England, the department’s deputy chief, may have minutes before extended the ladder of the Rosenbauer Raptor aerial ladder truck manually from a control seat at the back of the vehicle, but it was the vehicle’s own electronic memory that returned it automatically.
It’s just one of the more remarkable features of the barely-used 2008 model year Raptor newly introduced into service by the Thornhill department.
That the vehicle’s computer system can remember where the ladder is first directed and return to that position automatically when necessary during a fire or rescue not only makes it more efficient, but takes away the guesswork of a crew concentrating on the task at hand, says department chief Rick Boehm.
“It’s about safety and performance,” said Boehm as he and England demonstrate some of the vehicle’s capabilities.
A firefighter in the control seat at the base of the ladder can easily move the ladder to where it’s needed and control all its functions via toggle switches while observing everything through video cameras and a monitor. The same functions can be performed by a similar control panel affixed to the cage at the top of the ladder.
The truck was purchased last year from an American fire department because it was surplus to its needs.
Boehm said the Thornhill department had been looking to replace its now-former ladder truck as part of a regular turnover of older vehicles with newer ones to keep current with guidelines set by insurance companies in order to provide structure coverage.
“We knew it was out there but it was beyond us, so we just sort of let it go,” said Boehm.

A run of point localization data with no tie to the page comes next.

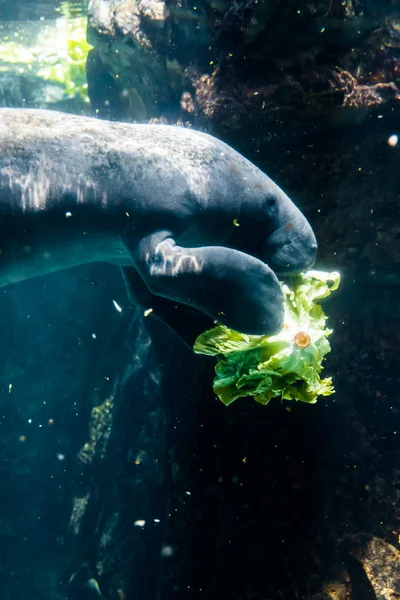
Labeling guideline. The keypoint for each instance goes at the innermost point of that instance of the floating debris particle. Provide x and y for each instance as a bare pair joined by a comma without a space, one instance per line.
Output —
117,306
167,551
140,523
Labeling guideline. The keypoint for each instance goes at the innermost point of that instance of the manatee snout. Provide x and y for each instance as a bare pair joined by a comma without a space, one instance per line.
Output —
291,248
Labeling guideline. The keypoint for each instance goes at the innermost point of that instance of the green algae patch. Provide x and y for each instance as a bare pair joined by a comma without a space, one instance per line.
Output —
287,365
54,51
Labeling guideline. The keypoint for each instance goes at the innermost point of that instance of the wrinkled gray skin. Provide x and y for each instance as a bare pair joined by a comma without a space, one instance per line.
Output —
199,230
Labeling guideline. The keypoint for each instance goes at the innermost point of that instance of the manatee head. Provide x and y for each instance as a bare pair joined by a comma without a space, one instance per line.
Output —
290,245
275,230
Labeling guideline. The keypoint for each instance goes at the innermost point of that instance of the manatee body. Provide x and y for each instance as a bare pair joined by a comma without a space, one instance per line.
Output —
193,224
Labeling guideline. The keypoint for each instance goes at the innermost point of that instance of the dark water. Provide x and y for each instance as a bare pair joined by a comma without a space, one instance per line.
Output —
122,476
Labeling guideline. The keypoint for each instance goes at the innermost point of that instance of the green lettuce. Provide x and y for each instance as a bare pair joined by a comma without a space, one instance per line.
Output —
286,365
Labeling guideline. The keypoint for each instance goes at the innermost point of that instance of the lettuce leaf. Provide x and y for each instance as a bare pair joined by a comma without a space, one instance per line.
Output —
286,365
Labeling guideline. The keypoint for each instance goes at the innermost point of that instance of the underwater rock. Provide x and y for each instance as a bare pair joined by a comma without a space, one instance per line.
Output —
381,564
131,38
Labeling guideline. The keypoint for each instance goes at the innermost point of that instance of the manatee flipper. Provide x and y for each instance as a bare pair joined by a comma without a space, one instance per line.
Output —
187,322
229,286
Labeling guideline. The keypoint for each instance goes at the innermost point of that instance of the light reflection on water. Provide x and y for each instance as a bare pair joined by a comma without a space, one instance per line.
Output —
34,10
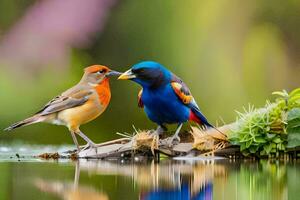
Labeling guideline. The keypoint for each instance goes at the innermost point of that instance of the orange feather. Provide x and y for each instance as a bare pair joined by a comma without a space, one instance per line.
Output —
103,91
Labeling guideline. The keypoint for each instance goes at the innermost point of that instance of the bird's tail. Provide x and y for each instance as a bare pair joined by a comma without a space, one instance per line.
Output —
203,121
25,122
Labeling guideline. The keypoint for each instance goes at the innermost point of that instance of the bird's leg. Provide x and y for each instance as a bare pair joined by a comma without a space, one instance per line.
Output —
75,140
155,135
175,136
90,143
159,130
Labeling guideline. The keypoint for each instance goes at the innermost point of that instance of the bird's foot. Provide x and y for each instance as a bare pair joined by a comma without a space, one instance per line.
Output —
173,140
90,146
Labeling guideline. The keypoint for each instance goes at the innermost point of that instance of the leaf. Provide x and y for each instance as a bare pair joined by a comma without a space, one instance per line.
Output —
295,92
281,93
259,140
243,146
268,148
277,140
253,149
293,114
293,140
271,135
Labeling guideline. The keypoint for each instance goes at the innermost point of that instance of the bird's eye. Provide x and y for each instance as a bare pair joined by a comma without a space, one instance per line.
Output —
101,71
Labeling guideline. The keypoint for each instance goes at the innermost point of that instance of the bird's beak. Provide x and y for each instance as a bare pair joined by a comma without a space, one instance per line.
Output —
113,73
127,75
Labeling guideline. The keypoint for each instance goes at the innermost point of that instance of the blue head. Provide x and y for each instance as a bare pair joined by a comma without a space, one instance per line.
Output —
148,74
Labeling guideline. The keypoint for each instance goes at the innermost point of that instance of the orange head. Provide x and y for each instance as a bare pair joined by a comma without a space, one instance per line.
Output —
95,74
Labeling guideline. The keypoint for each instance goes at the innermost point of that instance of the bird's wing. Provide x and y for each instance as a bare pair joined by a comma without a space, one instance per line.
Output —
185,95
140,102
182,91
71,98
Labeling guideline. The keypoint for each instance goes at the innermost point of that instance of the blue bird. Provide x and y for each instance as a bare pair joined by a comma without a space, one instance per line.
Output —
165,97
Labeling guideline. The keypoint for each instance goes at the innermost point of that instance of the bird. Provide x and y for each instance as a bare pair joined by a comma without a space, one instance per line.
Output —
78,105
166,99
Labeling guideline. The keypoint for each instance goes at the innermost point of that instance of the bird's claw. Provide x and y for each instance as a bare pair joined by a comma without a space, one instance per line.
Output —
90,146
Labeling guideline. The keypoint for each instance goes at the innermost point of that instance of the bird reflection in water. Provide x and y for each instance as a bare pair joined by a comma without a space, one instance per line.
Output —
69,190
182,193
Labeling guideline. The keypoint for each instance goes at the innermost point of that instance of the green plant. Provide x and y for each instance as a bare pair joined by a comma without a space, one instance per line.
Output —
271,129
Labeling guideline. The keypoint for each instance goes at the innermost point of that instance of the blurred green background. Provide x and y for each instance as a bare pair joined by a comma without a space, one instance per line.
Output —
229,52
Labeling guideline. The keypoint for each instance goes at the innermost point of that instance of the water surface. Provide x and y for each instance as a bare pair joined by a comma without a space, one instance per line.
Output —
29,178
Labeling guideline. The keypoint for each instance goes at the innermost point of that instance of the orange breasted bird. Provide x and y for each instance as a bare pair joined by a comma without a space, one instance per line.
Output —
78,105
165,97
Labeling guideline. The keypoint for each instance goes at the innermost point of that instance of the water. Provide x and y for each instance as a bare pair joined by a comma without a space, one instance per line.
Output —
29,178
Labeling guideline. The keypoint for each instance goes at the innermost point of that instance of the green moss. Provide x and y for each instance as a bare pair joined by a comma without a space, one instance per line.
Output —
271,129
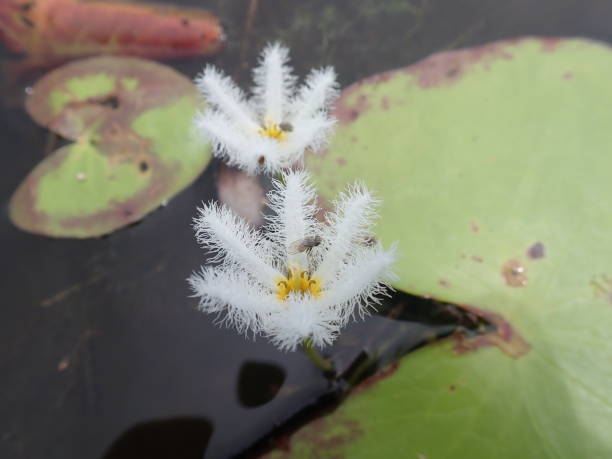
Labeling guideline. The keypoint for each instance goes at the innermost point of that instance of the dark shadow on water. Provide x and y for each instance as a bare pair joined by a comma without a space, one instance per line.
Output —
180,438
259,383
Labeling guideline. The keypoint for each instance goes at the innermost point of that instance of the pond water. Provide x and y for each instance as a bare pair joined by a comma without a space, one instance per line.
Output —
102,352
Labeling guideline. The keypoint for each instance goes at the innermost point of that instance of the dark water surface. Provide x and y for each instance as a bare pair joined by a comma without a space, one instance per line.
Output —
101,351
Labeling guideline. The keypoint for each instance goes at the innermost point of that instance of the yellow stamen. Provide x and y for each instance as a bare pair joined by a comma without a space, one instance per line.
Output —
273,131
297,280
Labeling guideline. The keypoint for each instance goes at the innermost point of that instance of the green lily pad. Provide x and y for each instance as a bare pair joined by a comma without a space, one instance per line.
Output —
135,148
493,164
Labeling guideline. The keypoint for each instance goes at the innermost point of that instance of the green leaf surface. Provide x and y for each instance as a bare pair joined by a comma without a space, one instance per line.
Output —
131,121
493,164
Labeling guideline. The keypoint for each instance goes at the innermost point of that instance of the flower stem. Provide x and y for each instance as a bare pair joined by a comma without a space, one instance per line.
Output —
316,358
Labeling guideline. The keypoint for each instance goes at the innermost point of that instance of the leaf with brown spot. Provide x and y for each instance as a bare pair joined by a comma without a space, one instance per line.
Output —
506,140
131,120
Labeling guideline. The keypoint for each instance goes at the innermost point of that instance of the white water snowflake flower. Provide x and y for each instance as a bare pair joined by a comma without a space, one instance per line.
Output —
272,129
297,278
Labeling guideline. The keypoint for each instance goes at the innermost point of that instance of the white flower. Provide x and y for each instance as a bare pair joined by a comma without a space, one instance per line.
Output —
298,278
272,130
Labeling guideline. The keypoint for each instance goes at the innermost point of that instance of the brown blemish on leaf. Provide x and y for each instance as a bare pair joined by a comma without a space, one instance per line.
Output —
242,193
448,67
346,112
325,436
602,286
375,379
536,251
105,121
505,337
514,273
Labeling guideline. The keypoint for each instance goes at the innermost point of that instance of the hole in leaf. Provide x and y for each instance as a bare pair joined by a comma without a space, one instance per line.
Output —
259,383
179,437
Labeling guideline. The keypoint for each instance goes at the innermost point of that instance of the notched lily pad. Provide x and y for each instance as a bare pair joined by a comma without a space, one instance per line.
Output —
493,165
131,120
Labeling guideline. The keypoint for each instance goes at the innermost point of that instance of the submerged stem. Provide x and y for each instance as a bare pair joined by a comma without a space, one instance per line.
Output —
316,358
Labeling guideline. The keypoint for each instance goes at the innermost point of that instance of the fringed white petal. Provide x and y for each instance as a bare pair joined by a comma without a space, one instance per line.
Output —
234,296
299,319
355,212
234,242
310,134
273,83
223,95
294,206
316,95
229,143
360,282
353,272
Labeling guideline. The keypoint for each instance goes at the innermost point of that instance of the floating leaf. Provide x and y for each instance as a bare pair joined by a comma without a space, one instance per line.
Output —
494,167
134,149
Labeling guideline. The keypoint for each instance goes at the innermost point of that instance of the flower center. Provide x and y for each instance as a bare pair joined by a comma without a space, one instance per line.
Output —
274,131
297,280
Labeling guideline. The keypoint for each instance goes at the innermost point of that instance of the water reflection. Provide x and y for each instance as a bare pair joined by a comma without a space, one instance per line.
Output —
184,438
259,383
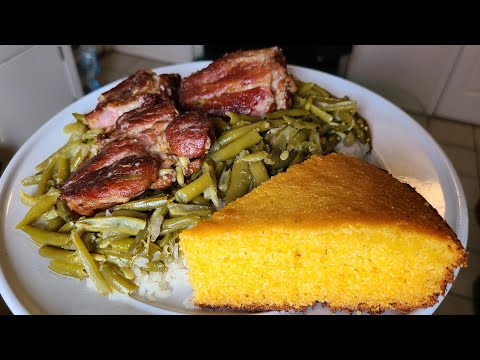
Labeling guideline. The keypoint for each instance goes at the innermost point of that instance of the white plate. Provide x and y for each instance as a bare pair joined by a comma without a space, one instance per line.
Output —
28,287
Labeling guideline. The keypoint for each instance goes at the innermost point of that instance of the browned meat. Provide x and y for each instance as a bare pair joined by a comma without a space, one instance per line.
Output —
194,166
167,180
249,82
139,120
106,113
190,135
163,182
122,170
111,153
142,89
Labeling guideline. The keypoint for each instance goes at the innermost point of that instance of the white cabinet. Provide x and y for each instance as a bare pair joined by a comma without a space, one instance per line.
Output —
168,53
400,72
35,83
461,98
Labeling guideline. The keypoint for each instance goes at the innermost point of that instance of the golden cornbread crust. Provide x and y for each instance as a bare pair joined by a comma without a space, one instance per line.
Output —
360,307
361,213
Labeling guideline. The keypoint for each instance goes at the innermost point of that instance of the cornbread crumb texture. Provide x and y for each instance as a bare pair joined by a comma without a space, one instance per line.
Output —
333,230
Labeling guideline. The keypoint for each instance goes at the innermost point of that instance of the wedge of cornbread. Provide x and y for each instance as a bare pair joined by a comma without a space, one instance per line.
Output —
332,230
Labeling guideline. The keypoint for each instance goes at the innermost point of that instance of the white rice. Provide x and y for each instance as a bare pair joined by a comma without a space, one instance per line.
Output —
157,285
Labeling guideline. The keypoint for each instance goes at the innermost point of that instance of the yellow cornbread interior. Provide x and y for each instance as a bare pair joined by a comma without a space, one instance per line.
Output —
295,269
333,230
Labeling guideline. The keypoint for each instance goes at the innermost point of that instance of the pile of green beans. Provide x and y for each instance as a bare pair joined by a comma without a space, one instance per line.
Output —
144,232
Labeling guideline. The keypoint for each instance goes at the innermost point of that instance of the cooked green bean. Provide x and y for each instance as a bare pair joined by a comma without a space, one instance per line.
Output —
31,180
259,173
80,155
290,113
188,209
44,180
179,223
297,140
65,229
125,224
233,149
127,273
340,105
257,156
145,204
304,88
300,124
51,252
43,204
230,136
320,91
224,181
64,211
117,281
55,224
219,169
195,188
26,199
63,170
122,260
45,237
67,269
236,118
71,144
122,245
199,200
220,124
76,128
89,265
91,134
180,176
130,213
79,117
321,114
349,139
240,181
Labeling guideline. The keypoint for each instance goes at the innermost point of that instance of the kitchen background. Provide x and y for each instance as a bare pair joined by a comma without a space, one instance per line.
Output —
438,85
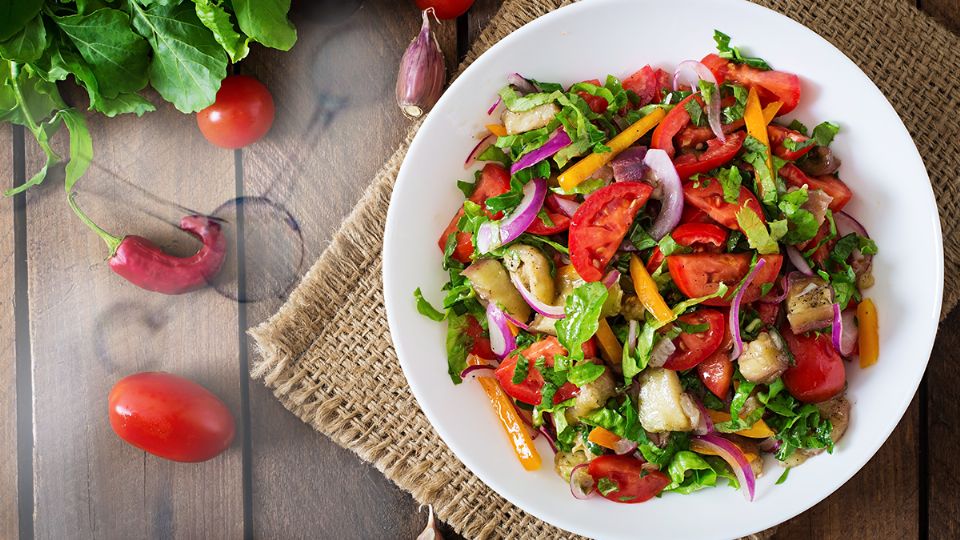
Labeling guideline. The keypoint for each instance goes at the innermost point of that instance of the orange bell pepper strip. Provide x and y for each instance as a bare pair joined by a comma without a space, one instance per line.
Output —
516,431
869,337
497,129
771,110
603,437
760,430
588,165
647,292
610,347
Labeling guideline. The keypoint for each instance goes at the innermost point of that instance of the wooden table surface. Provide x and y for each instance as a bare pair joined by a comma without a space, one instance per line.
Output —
71,328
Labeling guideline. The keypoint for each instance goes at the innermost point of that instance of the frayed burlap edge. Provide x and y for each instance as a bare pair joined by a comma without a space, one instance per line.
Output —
318,325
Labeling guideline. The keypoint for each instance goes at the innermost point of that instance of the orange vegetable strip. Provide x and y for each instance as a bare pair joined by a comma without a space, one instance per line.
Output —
869,337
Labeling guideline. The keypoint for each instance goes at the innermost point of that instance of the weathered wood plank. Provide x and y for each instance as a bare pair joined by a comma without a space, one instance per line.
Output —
8,358
947,11
89,328
337,121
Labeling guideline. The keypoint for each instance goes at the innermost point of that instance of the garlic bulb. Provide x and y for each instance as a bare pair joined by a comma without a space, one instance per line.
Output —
423,72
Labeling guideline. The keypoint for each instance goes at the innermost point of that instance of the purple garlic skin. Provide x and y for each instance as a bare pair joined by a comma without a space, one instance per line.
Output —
423,72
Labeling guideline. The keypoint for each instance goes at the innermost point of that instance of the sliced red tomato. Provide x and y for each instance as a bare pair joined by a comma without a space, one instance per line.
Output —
648,84
818,374
716,155
672,123
700,274
600,224
716,372
560,220
771,85
701,236
481,343
494,180
832,185
779,134
696,347
596,103
528,391
707,195
633,483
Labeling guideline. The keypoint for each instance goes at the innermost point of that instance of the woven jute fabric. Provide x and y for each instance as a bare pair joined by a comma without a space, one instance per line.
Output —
327,353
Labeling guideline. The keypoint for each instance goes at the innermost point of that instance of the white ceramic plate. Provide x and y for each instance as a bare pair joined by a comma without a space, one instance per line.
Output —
880,163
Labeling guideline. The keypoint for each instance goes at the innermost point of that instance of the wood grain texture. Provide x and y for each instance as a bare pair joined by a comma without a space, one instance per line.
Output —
948,11
337,120
8,358
89,328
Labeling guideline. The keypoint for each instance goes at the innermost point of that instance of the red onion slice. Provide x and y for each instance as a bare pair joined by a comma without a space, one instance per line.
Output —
559,140
713,108
733,456
478,149
735,310
798,261
850,332
553,312
493,234
575,488
502,341
672,200
568,207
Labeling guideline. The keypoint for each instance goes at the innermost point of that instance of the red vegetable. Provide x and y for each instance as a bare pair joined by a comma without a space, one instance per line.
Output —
170,417
242,113
143,263
633,483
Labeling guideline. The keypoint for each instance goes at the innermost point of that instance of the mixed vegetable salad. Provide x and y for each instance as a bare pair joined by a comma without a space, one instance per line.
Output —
658,276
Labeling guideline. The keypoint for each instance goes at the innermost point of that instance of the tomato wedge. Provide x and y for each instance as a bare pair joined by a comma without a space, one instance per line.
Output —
648,84
633,484
672,123
700,274
771,85
779,134
716,372
494,180
832,185
707,195
600,224
695,347
818,374
716,155
528,391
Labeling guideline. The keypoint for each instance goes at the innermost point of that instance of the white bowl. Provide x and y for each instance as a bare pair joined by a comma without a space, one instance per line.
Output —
880,163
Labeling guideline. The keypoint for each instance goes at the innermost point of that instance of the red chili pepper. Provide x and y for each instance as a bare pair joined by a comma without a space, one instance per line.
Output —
146,265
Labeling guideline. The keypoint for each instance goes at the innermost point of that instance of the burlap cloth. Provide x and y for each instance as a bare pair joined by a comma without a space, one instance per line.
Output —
327,353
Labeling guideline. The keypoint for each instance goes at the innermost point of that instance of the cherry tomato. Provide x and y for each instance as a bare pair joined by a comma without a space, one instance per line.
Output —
560,220
495,180
716,372
528,391
481,343
771,85
832,185
707,195
170,417
672,123
818,374
695,348
601,222
446,9
701,237
242,113
634,485
648,84
700,274
716,155
779,134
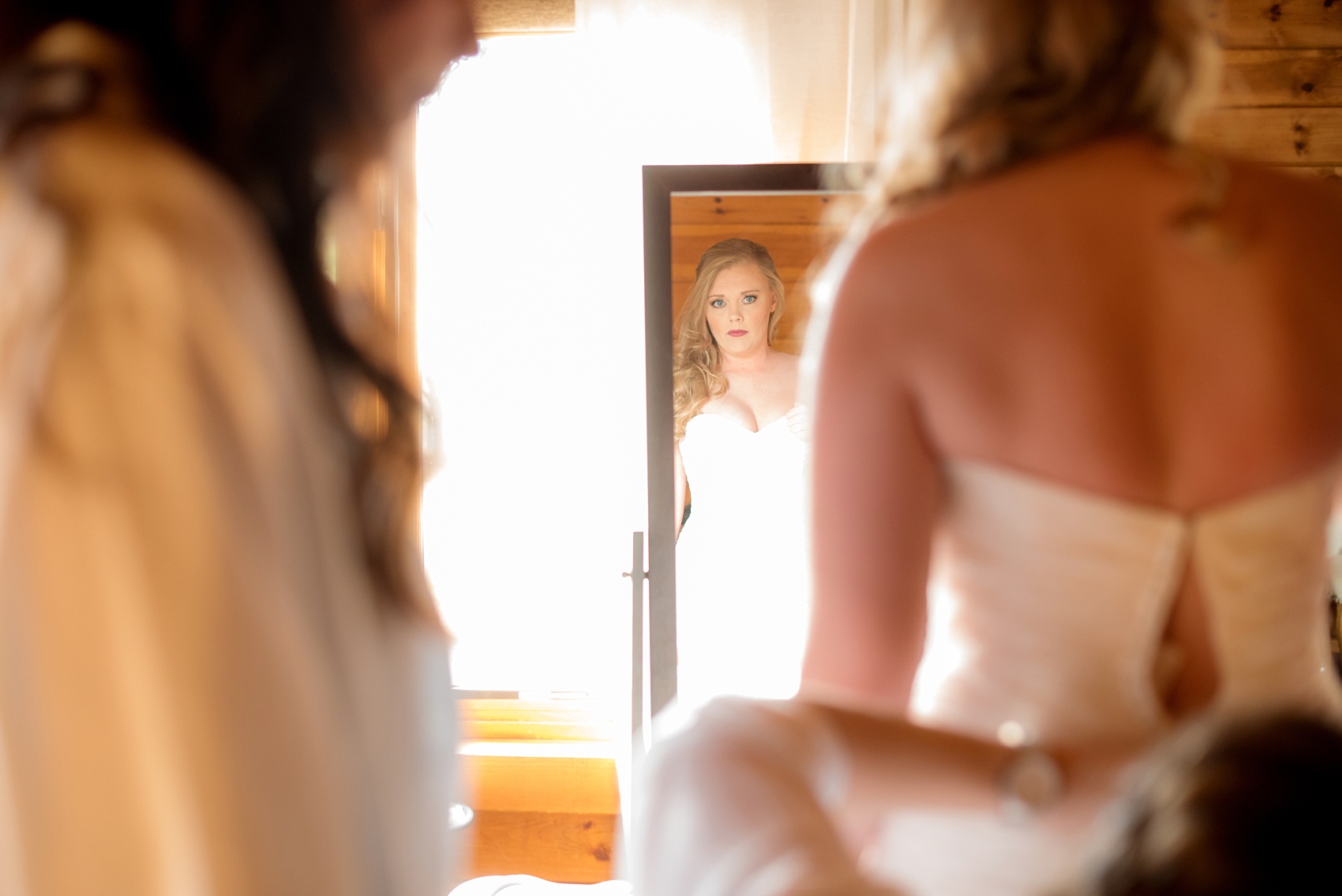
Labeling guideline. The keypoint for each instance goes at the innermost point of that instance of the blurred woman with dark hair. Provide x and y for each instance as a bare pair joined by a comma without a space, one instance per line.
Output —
220,669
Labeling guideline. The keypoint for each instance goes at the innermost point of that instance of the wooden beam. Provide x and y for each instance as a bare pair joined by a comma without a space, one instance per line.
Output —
1275,136
494,17
1280,23
553,817
565,848
1282,78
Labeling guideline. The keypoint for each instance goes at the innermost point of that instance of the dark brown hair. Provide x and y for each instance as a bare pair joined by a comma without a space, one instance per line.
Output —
261,88
1246,808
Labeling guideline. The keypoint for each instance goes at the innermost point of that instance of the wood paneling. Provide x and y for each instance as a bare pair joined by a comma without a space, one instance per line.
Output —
496,17
1278,136
537,721
797,228
1286,23
542,784
567,848
1282,78
1280,98
553,817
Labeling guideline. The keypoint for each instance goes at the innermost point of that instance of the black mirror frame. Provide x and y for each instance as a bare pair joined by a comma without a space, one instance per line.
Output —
659,182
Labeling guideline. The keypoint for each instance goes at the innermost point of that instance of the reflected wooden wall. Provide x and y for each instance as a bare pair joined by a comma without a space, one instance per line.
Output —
1280,97
797,230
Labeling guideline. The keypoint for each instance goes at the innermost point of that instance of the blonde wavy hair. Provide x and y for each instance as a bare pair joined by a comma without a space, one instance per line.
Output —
697,374
991,84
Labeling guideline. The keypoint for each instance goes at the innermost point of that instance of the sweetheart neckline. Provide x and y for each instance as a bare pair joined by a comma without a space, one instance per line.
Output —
738,426
1035,481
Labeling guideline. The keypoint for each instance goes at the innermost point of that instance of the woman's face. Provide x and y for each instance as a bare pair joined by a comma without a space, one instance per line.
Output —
407,44
738,309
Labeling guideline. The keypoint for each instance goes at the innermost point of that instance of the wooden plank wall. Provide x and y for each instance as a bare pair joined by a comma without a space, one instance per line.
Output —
1280,98
796,228
542,786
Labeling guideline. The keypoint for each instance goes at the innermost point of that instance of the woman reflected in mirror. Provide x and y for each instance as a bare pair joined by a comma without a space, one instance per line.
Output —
741,444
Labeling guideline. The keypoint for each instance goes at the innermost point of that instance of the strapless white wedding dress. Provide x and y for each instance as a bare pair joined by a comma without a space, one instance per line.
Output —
1047,605
1047,609
742,562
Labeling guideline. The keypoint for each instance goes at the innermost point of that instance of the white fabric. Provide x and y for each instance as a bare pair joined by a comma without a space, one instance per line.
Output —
199,688
742,562
736,805
529,886
1047,608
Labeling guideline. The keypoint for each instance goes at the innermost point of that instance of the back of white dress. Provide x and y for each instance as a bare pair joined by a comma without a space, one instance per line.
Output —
1047,608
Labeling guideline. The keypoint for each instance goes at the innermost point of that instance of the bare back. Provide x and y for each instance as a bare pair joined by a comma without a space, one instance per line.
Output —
1056,321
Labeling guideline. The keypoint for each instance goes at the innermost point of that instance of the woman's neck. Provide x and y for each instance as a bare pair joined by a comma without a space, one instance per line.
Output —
747,364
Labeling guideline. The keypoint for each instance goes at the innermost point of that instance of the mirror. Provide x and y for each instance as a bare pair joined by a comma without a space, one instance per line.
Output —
729,253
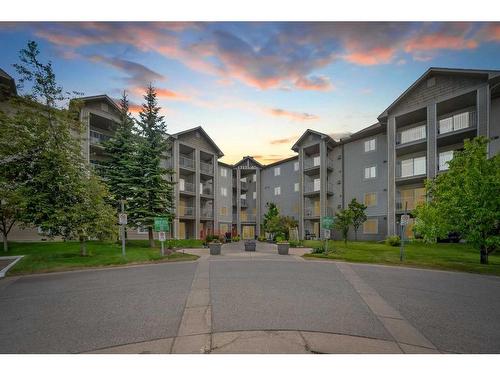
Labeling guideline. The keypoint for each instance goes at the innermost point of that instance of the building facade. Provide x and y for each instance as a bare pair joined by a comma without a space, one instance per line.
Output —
383,165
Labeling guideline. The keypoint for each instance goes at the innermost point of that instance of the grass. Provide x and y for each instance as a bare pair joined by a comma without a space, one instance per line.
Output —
62,256
445,256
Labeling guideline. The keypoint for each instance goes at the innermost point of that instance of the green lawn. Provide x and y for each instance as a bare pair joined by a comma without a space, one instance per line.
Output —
447,256
62,256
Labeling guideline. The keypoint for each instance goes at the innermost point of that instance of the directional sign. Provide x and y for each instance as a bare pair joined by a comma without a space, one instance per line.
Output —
405,219
161,224
327,222
122,219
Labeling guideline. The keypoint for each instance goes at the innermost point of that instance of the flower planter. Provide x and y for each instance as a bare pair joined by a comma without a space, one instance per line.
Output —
215,248
283,248
249,245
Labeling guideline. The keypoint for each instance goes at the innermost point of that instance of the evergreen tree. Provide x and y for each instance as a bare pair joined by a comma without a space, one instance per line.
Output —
49,164
358,215
121,170
153,195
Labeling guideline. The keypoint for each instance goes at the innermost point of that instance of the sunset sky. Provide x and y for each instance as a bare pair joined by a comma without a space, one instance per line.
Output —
255,87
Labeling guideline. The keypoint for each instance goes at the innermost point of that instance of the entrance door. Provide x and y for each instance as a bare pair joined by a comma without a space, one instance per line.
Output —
182,230
248,232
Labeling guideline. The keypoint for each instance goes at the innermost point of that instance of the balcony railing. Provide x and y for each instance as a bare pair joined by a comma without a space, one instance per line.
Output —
97,138
458,121
206,168
186,162
206,190
416,133
186,211
313,187
187,187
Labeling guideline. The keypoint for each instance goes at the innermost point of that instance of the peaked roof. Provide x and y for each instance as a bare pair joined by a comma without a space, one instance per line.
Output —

But when the American department dropped the price significantly, the Thornhill department pounced, securing it for US$560,000, which worked out to Canadian $723,000, approximately half of the cost of a new one.
With relatively few service hours and only 6,000 miles on the engine, Boehm said the Raptor was just too good to pass up.
“We even went to Victoria which has one and they let us examine theirs,” said Boehm of the due diligence put in before the purchase.
The truck’s chassis was put together at a plant in Michigan, then shipped to Germany where the ladder components were installed and then shipped back to the United States for final assembly.
It may seem strange that a European company is involved in a North American fire truck, but Boehm says the Europeans are at least a decade ahead of North American companies in use of technology.
If the electronics and computerization are impressive, so is the maximum ladder extension – 105 feet compared to the former Thornhill truck’s 75-foot ladder.
A fixed hose running up the underside of the ladder has two positions from which water can be directed toward a fire.
Both England and Boehm are quick to point out that it’s not just ladder height that counts when on a fire, it’s also the reach of a ladder to safely manoeuvre out and over obstacles to take firefighters as close as is safely possible to a fire.
“Electrical wires. That’s always something to think about,” said England of a possible impediment to fighting a blaze.
The pair also notes this is not just a firefighting vehicle because the ladder’s extension capabilities and the cage at the top of the ladder provides a workspace for firefighters, and a secure platform from which to rescue people from heights.
“Think of a situation before. You’d have a firefighter on the ladder and the person needing rescuing on the ladder above. Then what do you do,” said Boehm of the rescue cage, which does away with that scenario.
What’s more, the fire truck’s ladder memory means it will lower itself to let people out and then return to the same height and position as before for more rescues, said Boehm.
“That takes the guesswork out of manoeuvring the ladder back,” he added, something crucial given the everchanging dynamics of a fire or other emergency.
An additional option is the ladder’s ability to stretch out below grade so that, for instance, people on a creek bank below where the truck is parked can be rescued.
It also allows the truck to be used on uneven ground using stabilizers that stretch from near the wheels down to the ground.
It means that while the truck may be tilted, the ladder base’s own automatic hydraulic stabilizers keep it level and steady for safe usage.
And while the truck may be from an American and German manufacturer, it came with a visible piece of Canadian content.
“They had an American flag painted on the bottom of the cage,” said Boehm. “When we went to pick it up, they had repainted it with a Canadian flag.”